Being the laid back sort that I am, I was ready to worry about it in the morning. But seeing as how we have an infant now (and hepatitis is airborne), Jen wisely elected to call a plumber. $400 later (d'oh), as we decided to move in with my folks for a week with kid and dog in tow, our basement was still flooded. But we had gotten the ball rolling on the road to recovery.
It's been a long week of dealing with all sorts of involved parties:
- Our insurance company, which has been thankfully painless so far.
- A "restoration" company, whose job it is to sanitize and disinfect. Next time my job seems the least bit tedious, I will think of these guys. They were truly in the trenches.
- The city, which was entirely at fault, and has been unrepentent and unresponsive. Go get 'em, insurance company.
So we've spent a week staying with my folks, who have been incredibly accomodating. This weekend, the house is officially ready for re-occupancy and the basement is - to the eye, anyway - cleaner than I've ever seen it. But some things that we had down there simply can't be replaced. I'm thinking of the 10 x 10 Howard Dean for President sign.

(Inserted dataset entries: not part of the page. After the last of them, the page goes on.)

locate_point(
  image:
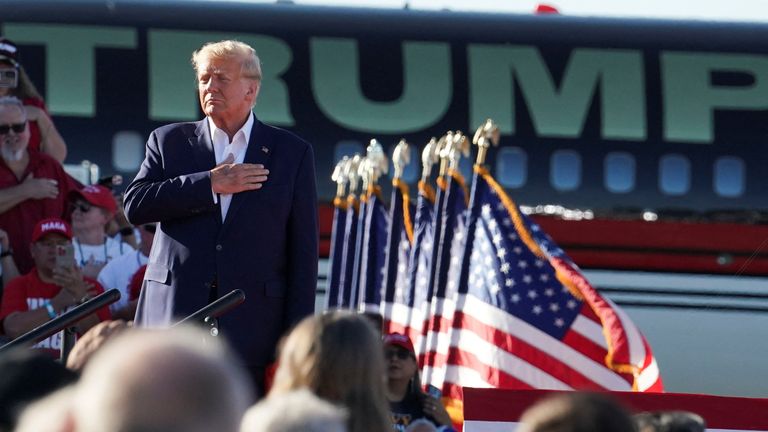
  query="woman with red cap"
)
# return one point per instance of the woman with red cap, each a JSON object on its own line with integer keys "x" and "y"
{"x": 406, "y": 400}
{"x": 14, "y": 81}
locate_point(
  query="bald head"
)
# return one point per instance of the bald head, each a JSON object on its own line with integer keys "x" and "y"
{"x": 169, "y": 381}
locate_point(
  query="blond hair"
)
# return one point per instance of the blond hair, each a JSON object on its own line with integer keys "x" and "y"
{"x": 339, "y": 357}
{"x": 227, "y": 49}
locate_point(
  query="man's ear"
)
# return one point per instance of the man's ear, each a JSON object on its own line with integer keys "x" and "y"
{"x": 253, "y": 90}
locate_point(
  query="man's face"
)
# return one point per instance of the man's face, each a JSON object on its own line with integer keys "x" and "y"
{"x": 225, "y": 94}
{"x": 13, "y": 143}
{"x": 44, "y": 250}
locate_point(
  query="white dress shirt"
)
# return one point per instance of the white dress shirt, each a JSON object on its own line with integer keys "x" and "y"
{"x": 222, "y": 148}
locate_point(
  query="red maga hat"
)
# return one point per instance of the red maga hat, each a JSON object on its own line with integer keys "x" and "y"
{"x": 8, "y": 51}
{"x": 96, "y": 195}
{"x": 51, "y": 226}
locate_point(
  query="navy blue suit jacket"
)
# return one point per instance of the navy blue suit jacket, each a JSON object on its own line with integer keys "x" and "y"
{"x": 267, "y": 246}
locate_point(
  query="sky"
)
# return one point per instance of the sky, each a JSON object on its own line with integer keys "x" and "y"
{"x": 719, "y": 10}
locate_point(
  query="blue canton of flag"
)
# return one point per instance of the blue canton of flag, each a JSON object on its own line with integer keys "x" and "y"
{"x": 336, "y": 253}
{"x": 348, "y": 254}
{"x": 526, "y": 318}
{"x": 414, "y": 298}
{"x": 399, "y": 240}
{"x": 410, "y": 294}
{"x": 505, "y": 273}
{"x": 373, "y": 253}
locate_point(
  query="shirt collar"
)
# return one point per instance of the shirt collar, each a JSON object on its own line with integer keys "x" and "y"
{"x": 245, "y": 130}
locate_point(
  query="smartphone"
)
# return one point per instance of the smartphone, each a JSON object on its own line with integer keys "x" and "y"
{"x": 9, "y": 78}
{"x": 65, "y": 256}
{"x": 434, "y": 392}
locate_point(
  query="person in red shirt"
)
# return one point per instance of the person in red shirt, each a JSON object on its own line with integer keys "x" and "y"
{"x": 48, "y": 289}
{"x": 33, "y": 186}
{"x": 44, "y": 136}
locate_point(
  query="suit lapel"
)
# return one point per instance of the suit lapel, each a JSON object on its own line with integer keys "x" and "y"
{"x": 202, "y": 149}
{"x": 259, "y": 151}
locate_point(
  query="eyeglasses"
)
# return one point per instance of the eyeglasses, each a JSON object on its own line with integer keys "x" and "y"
{"x": 401, "y": 354}
{"x": 84, "y": 207}
{"x": 52, "y": 243}
{"x": 15, "y": 127}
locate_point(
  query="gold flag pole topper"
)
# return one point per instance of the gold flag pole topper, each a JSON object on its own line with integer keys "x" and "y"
{"x": 429, "y": 157}
{"x": 351, "y": 171}
{"x": 485, "y": 136}
{"x": 456, "y": 145}
{"x": 339, "y": 176}
{"x": 375, "y": 163}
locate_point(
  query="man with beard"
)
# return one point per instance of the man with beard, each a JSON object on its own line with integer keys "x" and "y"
{"x": 33, "y": 185}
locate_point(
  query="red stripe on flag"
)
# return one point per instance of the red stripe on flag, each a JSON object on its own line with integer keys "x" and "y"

What an experience. We're going to have some additional work done to the basement to ensure that this never happens again. And I am most of all disappointed - but not surprised - with the city. The backup affected our entire block (though no one as badly as us), and had happened before five or six years ago, before we lived here. They knew it was a problem, and they hadn't taken steps to prevent it or even to warn us that it was a "poosibility."
Life
Reader Comments (2)
It was MY 10x10 Howard Dean sign that was a casualty of this event, and yet I LAUGHED AUDIBLY when I read that in your entry.
We have to submit a list of lost items and their value. How do you put a price on something like that?
$.39
Haha. Haha.
I know I'm just a journalism SLAVE. But you should really get your account across to Terry Plumb at the Rock Hill Herald. I think that any chance he has to roast the city and sell him some papers, you ought to try. Or do yall live in Shallot? Somewhere up there.
B'leve me, newspapers are definitely accommodating. Don't go to the news editor directly. A reader's desk note will do fine.
I checked the Web site, and if you click on news and scroll all the way down and there's a trench-coated icon that you can click. They're updating their Web site, though, and I couldn't get it to go anywhere.
Bottom line, the people would be receptive to hear that the town is not doing, er, shit.